Whereas LLVM used a grand total of %12 different registers, on hardware and without the constraints of SSA, it's a virtue to use as few registers as possible. Here, we use:

• %edi for input (as before)
• %eax and '%ecxas temporary variables to handle the various values ofin in our algorithm
• and %eax is used for the return value as well

Turns out this assembly code is as straight-forward as the LLVM IR: movl is basically an assignment, sarl is a right shift, and orl is a binary or.

The only surprising part is the usage of leal near the end. Why not just use incl or addl? Well, according to Nils Pipenbrinck on StackOverflow , it means load effective address and can be used for address calculation.

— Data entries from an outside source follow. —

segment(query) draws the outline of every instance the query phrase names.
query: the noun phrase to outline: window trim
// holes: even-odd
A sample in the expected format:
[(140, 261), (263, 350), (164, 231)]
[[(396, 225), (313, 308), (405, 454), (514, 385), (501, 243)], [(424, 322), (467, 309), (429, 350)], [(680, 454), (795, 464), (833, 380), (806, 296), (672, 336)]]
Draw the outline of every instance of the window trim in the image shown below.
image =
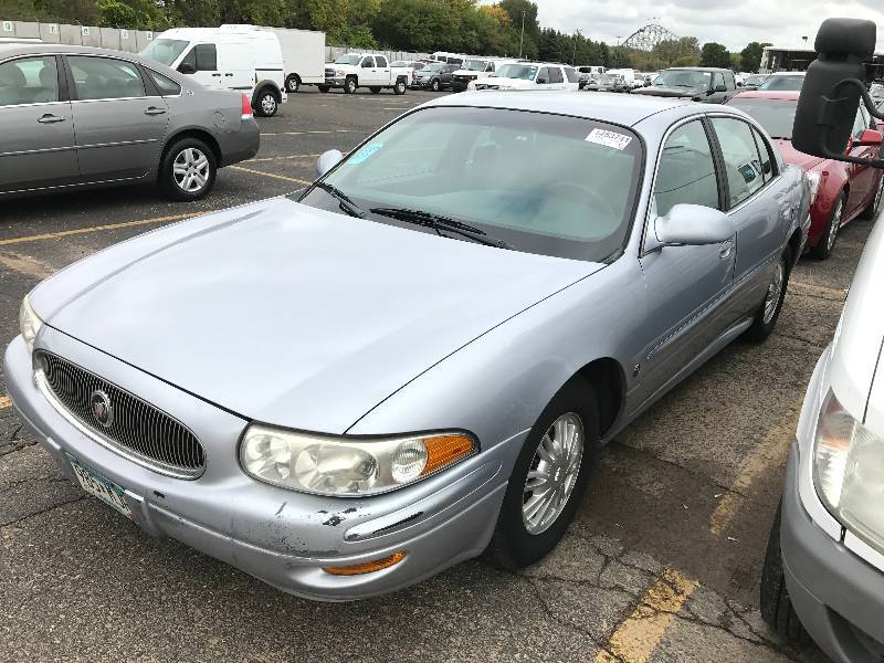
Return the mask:
[[(747, 125), (749, 125), (749, 128), (756, 129), (761, 136), (764, 136), (764, 131), (759, 128), (759, 126), (757, 124), (755, 124), (754, 122), (751, 122), (750, 119), (746, 118), (746, 117), (739, 117), (737, 115), (730, 115), (728, 113), (709, 113), (706, 117), (709, 120), (709, 125), (711, 125), (711, 128), (713, 129), (713, 131), (715, 131), (715, 127), (712, 127), (713, 118), (715, 118), (715, 117), (724, 117), (726, 119), (736, 119), (736, 120), (739, 120), (739, 122), (741, 122), (744, 124), (747, 124)], [(718, 144), (718, 135), (717, 134), (714, 134), (714, 135), (715, 135), (715, 146), (718, 149), (718, 154), (719, 154), (719, 156), (722, 158), (722, 162), (724, 164), (724, 156), (722, 155), (722, 146)], [(767, 140), (767, 138), (765, 140)], [(768, 146), (768, 148), (769, 148), (769, 146)], [(771, 157), (774, 156), (774, 152), (770, 151), (770, 149), (768, 149), (768, 152), (771, 155)], [(758, 155), (758, 156), (760, 157), (761, 155)], [(771, 159), (771, 160), (772, 161), (777, 161), (776, 159)], [(761, 185), (761, 187), (759, 187), (757, 190), (755, 190), (753, 192), (753, 194), (749, 196), (748, 198), (745, 198), (744, 200), (740, 200), (737, 204), (735, 204), (732, 208), (723, 210), (725, 212), (725, 214), (730, 214), (732, 212), (740, 211), (744, 207), (746, 207), (747, 203), (753, 202), (754, 199), (759, 193), (761, 193), (765, 189), (767, 189), (769, 186), (771, 186), (774, 182), (776, 182), (782, 176), (782, 172), (780, 172), (780, 168), (779, 168), (779, 161), (777, 161), (777, 164), (776, 164), (776, 169), (777, 169), (776, 177), (771, 177), (768, 181), (764, 182)], [(727, 186), (727, 178), (724, 178), (724, 183), (725, 183), (725, 186)], [(729, 200), (730, 200), (730, 196), (729, 196), (729, 191), (727, 191), (727, 196), (726, 196), (725, 201), (727, 202)]]
[(0, 109), (33, 108), (34, 106), (52, 106), (56, 104), (69, 104), (71, 102), (67, 91), (67, 72), (64, 70), (63, 63), (61, 61), (61, 55), (59, 55), (57, 53), (30, 53), (27, 55), (13, 55), (12, 57), (7, 57), (6, 60), (0, 61), (0, 66), (11, 62), (15, 62), (17, 60), (35, 60), (43, 57), (55, 59), (55, 78), (56, 78), (56, 84), (59, 86), (59, 98), (54, 102), (31, 102), (28, 104), (2, 104), (0, 105)]

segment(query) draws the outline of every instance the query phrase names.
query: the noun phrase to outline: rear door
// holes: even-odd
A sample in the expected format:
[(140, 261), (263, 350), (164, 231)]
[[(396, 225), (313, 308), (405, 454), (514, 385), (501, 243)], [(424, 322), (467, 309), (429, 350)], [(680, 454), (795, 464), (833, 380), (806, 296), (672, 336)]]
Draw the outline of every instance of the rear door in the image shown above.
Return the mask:
[(75, 182), (74, 123), (55, 55), (0, 64), (0, 191)]
[(140, 69), (133, 62), (98, 55), (64, 59), (81, 180), (147, 175), (166, 136), (166, 101), (147, 95)]

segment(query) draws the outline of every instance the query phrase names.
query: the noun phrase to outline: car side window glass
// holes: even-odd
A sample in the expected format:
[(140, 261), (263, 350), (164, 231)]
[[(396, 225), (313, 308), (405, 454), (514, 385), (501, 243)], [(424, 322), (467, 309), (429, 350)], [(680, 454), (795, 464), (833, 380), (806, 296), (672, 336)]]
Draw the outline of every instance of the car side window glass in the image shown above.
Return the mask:
[(118, 99), (145, 96), (138, 69), (123, 60), (69, 55), (78, 99)]
[(654, 182), (654, 201), (661, 217), (680, 203), (719, 209), (715, 161), (699, 120), (682, 125), (666, 139)]
[(158, 74), (154, 70), (147, 70), (147, 75), (154, 81), (160, 95), (175, 96), (176, 94), (181, 94), (181, 86), (168, 76)]
[(727, 176), (728, 208), (738, 206), (765, 186), (761, 158), (751, 127), (741, 119), (713, 117)]
[(0, 64), (0, 106), (59, 101), (55, 57), (24, 57)]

In this case, we add an offset of 1 to %rax, which is the 64-bit variant of %eax, and store it in %eax.

### Conclusion

That's all for today, folks! I didn't plan on going this far with this post, making it the longest to date, but I hoped you enjoyed it. If my readers like analyzing disassembled code, I might write more about that later.

In conclusion, I'd say that knowing how integers are represented can help us write more efficient code: in this case, we went for a code with 3 comparisons and up to 32 loop iterations to a code with 5 shifts, 5 ors, one addition, one subtraction, and no comparisons/branch instructions whatsoever.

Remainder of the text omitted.